Tuttavia, questi negoziati intermedi non hanno visto solo battute d’arresto. Sono stati infatti adottati i nuovi termini di riferimento per la revisione, prevista entro il 2019, del Meccanismo di Varsavia sul Loss and Damage, ossia tutte quelle misure monetarie e non monetarie che gli Stati dovranno mettere in campo per evitare, minimizzare ed ammortizzare le conseguenze degli eventi estremi legati ai cambiamenti climatici, tema chiaramente molto sentito dai paesi in via di sviluppo maggiormente esposti – già oggi – a tali eventualità. Sebbene la formulazione “minimizzare” sia contenuta nello stesso Accordo di Parigi, molti paesi emergenti si sono detti contrari alla persistenza di tale dicitura nei futuri documenti di lavoro. Sono state inoltre adottate le linee guida per la revisione del Programma di Lavoro di Doha su Action for Climate Empowerment, un percorso che prevede maggiore coinvolgimento e interscambio tra attori statali e non statali nel contesto dei lavori ONU sul tema.

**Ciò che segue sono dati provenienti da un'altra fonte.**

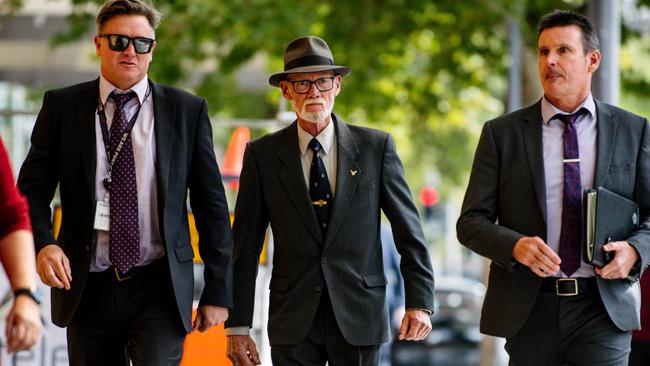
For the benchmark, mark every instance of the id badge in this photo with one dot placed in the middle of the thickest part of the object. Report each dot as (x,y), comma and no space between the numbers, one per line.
(102,216)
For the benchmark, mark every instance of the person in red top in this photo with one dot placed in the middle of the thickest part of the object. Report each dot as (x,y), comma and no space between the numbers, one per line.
(23,323)
(640,354)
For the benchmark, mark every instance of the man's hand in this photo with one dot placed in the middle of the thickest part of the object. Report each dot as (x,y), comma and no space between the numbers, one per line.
(208,316)
(416,325)
(23,326)
(241,351)
(624,258)
(53,267)
(536,255)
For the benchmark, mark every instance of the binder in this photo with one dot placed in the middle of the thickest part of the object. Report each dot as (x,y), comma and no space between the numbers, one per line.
(608,216)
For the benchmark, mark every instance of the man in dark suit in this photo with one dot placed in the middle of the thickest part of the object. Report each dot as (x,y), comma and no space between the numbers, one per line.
(322,184)
(124,151)
(522,210)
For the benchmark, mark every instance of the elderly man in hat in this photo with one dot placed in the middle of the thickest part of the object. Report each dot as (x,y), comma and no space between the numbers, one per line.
(321,184)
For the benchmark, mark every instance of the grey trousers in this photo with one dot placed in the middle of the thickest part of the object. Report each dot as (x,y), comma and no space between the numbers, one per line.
(573,330)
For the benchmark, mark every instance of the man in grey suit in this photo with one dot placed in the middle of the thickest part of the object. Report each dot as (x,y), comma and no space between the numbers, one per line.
(328,288)
(122,279)
(522,211)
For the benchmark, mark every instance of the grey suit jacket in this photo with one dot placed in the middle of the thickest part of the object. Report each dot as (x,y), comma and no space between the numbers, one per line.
(63,154)
(506,200)
(347,262)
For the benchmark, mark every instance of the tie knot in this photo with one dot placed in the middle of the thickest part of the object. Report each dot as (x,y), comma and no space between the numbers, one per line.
(315,145)
(121,99)
(570,119)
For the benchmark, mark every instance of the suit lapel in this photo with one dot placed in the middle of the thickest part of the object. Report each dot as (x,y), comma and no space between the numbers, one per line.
(532,133)
(348,175)
(164,110)
(87,98)
(605,139)
(293,180)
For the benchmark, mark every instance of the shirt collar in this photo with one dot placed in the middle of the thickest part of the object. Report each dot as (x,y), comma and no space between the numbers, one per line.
(106,88)
(325,138)
(549,110)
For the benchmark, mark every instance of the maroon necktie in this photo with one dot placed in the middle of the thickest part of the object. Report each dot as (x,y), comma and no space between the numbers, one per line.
(124,234)
(572,199)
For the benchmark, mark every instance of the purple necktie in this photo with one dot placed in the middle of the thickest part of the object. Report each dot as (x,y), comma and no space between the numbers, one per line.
(319,187)
(124,235)
(572,199)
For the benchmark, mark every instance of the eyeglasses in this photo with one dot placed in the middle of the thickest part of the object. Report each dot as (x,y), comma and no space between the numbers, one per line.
(118,42)
(303,86)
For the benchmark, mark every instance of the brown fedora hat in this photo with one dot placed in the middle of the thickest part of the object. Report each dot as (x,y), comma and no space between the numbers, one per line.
(307,54)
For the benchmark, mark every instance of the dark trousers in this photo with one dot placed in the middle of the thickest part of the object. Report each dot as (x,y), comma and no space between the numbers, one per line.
(640,355)
(325,343)
(135,320)
(572,330)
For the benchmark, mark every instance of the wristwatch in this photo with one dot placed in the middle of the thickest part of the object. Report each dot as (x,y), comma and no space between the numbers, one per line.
(31,292)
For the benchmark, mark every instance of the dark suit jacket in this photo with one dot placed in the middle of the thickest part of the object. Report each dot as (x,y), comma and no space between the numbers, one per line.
(347,262)
(63,153)
(507,186)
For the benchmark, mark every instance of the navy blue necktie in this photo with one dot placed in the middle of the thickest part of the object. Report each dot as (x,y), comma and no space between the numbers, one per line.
(319,187)
(570,234)
(124,234)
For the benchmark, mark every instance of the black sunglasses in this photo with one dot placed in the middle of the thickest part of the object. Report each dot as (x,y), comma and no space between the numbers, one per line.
(118,42)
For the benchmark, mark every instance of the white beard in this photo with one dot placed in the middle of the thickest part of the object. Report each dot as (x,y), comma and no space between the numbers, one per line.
(314,117)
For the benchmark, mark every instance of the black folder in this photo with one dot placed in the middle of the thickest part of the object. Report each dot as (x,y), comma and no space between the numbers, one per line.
(608,216)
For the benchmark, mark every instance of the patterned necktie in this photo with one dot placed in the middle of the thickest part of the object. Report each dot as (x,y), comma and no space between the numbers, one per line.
(319,187)
(570,234)
(124,234)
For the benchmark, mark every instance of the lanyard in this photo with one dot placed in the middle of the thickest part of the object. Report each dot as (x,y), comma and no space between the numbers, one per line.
(105,135)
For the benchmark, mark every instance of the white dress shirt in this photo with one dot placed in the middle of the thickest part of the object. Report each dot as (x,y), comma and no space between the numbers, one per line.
(327,139)
(552,132)
(143,140)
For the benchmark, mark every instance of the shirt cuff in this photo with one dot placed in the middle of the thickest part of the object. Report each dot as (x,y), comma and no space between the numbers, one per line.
(237,331)
(425,310)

Molte, quindi, le questioni rimaste aperte in vista della prossima COP cilena, dalla quale non conviene tuttavia aspettarsi sconvolgimenti in positivo del quadro, salvo eventi politici ad oggi non pronosticabili. Da oggi a Santiago, tuttavia, non sono pochi gli appuntamenti politici nei quali il clima potrà giocare un ruolo centrale, a partire dal G20 di Osaka in avvio in queste ore, fino al Summit speciale delle Nazioni Unite previsto per settembre a New York. Nelle parole di una delegata del gruppo dei piccoli stati insulari (AOSIS), “il fatto stesso che si continui a giungere ad accordi unanimi, seppure al ribasso, ben rappresenta la nostra convinta scelta di continuare a puntare sul metodo multilaterale piuttosto che sulla chiusura isolazionistica e nazionalistica”, chiusura che difficilmente potrà portare a risultati tangibili rispetto ad un problema ambientale globale quale quello dei cambiamenti climatici.